Forgive me if someone has addressed this issue in this fashion already, but I didn't get through all 8 pages of comments yet, and I really really feel the need to address this.

First off, the 'painted images' are literally painted.  Throughout the last several centuries, images of women wearing corsets that would break their ribs, or women in certain parts of Asia whose feet are a size 4 kids because they had to endure footbinding are incredible examples of that.  Feminism is not just the struggle for equal pay, or whatever else it might be equated with, it's the struggle against mysogynistic torture.  Yes, torture.  I realize that we have come a long way from that in many portions of the world, but then again there are examples like Malala Yousafzai, the 15 year old shot for trying to go to school.  These things alone are enough to prove that feminism is necessary.

Secondly, the idea that women can now seek out their partners and thus are happy finally?  That assumes that in the era before the 60's or so women could not?  (admittedly not if there were racial aspects, but other than that yes, they could.) Women in the 30's could seek out men, and in fact women after either world war had their pick in many locations due to the sheer losses of young men in the country.

Thirdly, you have picked an arbitrary date in a very very long path of feminism.  Feminism dates back to Susan B. Anthony, and further in other cases.  Look up Olympia de Gouges, for example.  Feminism has been a centuries long struggle that is still not won, see Malala above.

But the real ticker here for me is your false dichotomy of Divorce = bad, marraige = good. And this is a subject that is near and dear to my heart.  I know a few people who are poly.  (Polyphilic or Multiamory are my terms of choice, simply because I linguistically don't appreciate mixed latin and greek)  How do you define a relationship like that?  Is it fair to say that they shouldn't have a right to have their relationship simply because it is not seen as normal?  It is a loving kind relationship that makes all three members better, the one I've seen anyhow, and I can't reconcile it with normal (PC) definitions of marriage, ie, two people.  In this case I can't even state that marraige is a good institution because it ostracizes alternative families like this. 

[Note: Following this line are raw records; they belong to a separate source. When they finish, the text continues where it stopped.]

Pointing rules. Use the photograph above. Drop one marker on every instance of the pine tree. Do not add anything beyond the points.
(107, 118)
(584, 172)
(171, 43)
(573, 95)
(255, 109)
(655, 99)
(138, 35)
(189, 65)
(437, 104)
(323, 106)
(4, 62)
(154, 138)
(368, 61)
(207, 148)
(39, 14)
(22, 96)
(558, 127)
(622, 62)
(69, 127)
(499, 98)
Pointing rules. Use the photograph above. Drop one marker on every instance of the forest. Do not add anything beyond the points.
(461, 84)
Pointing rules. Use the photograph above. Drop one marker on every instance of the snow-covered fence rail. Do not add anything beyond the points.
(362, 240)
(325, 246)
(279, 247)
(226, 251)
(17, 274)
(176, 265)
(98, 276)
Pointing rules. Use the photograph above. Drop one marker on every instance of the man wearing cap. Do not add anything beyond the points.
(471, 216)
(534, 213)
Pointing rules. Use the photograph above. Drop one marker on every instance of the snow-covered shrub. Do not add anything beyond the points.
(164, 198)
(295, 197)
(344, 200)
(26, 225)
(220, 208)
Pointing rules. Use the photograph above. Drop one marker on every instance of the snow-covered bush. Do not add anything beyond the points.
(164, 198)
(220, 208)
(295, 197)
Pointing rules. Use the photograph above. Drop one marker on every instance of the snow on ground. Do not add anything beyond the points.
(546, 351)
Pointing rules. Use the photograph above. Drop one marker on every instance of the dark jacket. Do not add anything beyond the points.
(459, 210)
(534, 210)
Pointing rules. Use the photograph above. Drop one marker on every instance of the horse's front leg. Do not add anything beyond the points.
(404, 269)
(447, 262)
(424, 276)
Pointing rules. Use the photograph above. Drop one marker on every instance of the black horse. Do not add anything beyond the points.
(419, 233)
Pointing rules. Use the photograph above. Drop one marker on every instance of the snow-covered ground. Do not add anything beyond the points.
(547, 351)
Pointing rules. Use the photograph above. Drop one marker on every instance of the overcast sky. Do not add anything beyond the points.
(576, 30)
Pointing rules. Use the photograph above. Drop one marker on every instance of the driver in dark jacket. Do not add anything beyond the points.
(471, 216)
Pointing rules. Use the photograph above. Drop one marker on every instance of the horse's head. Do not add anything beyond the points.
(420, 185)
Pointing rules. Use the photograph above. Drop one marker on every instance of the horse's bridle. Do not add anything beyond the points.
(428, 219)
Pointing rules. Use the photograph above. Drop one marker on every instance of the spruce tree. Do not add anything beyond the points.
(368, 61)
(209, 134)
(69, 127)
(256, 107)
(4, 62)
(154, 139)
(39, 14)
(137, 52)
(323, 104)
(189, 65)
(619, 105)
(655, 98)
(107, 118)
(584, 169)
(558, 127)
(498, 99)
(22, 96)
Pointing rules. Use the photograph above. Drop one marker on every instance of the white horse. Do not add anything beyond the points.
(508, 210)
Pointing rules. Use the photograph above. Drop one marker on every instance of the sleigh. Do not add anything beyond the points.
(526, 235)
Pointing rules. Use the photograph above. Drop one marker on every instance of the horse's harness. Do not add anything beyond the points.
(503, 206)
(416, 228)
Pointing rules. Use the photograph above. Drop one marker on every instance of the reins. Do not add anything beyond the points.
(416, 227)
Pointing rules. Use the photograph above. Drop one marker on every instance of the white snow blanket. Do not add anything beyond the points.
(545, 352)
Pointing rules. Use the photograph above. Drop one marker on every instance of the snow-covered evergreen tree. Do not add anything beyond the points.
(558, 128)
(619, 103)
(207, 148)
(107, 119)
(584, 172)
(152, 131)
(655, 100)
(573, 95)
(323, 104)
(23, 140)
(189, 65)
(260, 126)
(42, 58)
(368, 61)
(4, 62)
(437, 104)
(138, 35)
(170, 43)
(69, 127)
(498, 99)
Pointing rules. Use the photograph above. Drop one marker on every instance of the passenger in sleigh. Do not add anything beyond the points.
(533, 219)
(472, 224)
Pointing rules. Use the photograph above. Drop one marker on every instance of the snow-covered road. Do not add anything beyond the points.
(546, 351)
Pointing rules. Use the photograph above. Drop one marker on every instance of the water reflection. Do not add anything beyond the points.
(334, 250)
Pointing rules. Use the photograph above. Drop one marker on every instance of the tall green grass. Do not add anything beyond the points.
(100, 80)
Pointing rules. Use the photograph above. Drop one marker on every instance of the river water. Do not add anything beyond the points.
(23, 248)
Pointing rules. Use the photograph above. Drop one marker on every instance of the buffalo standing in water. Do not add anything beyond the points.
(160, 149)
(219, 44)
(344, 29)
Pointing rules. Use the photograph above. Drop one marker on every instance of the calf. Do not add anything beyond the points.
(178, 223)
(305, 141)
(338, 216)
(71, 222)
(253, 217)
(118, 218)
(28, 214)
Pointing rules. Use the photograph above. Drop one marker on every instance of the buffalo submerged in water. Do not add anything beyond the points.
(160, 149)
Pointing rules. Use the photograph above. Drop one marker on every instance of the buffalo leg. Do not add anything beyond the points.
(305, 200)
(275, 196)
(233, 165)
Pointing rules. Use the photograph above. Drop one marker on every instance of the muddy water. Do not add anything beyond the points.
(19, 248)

On another level, marriage may be a concept of permanence for you, but that doesn't mean that all people think of it like that.  I can't imagine being with someone who has a violent nature that they've concealed from me, or has some sort of severe mental problem that reveals itself down the road. And on a less extreme note, people change.  I'm not the person I was 10 years ago, nor is my spouse.  Fortunately, we have changed together, in ways that complement each other, but what if we had not?  What if we had changed in ways that made us drift apart?  People shouldn't have to be forced to stay with each other if they are no longer suited for each other. 

I'm not saying that marriage should be a fluid thing like certain celebrities seem to think it ought, but I am saying that promising forever is an unreasonable thing.  And that that should not stop a person from trying, but it should not make them feel shamed if they cannot keep it. 

And just to round out my opinion on divorce, there was a common view that since divorce became legal that there should have been a high point of divorces, as women scrambled to get rid of men who were bad, and then the rates would just even out.  History shows us that this is never the case though.  Many women didn't act on this right away, being afraid of what friends and family would think.  Societal pressures are at least as strong as law.  And many men and women, though married, had already lived apart due to lack of ease in obtaining a divorce in the past, they simply had the option in the 60's. I'd like to propose that perhaps the divorce rate didn't 'skyrocket' so much as simply was legalized and recognized. The 'skyrocketing' may be reflective of what portion of society as a whole already had failed marriages.

I hope this doesn't come across as anything more than food for thought.  None of it is meant as an accusation against your beliefs on divorce, I was merely trying to articulate mine, which I'm afraid are not the same as most peoples.  But they work for me.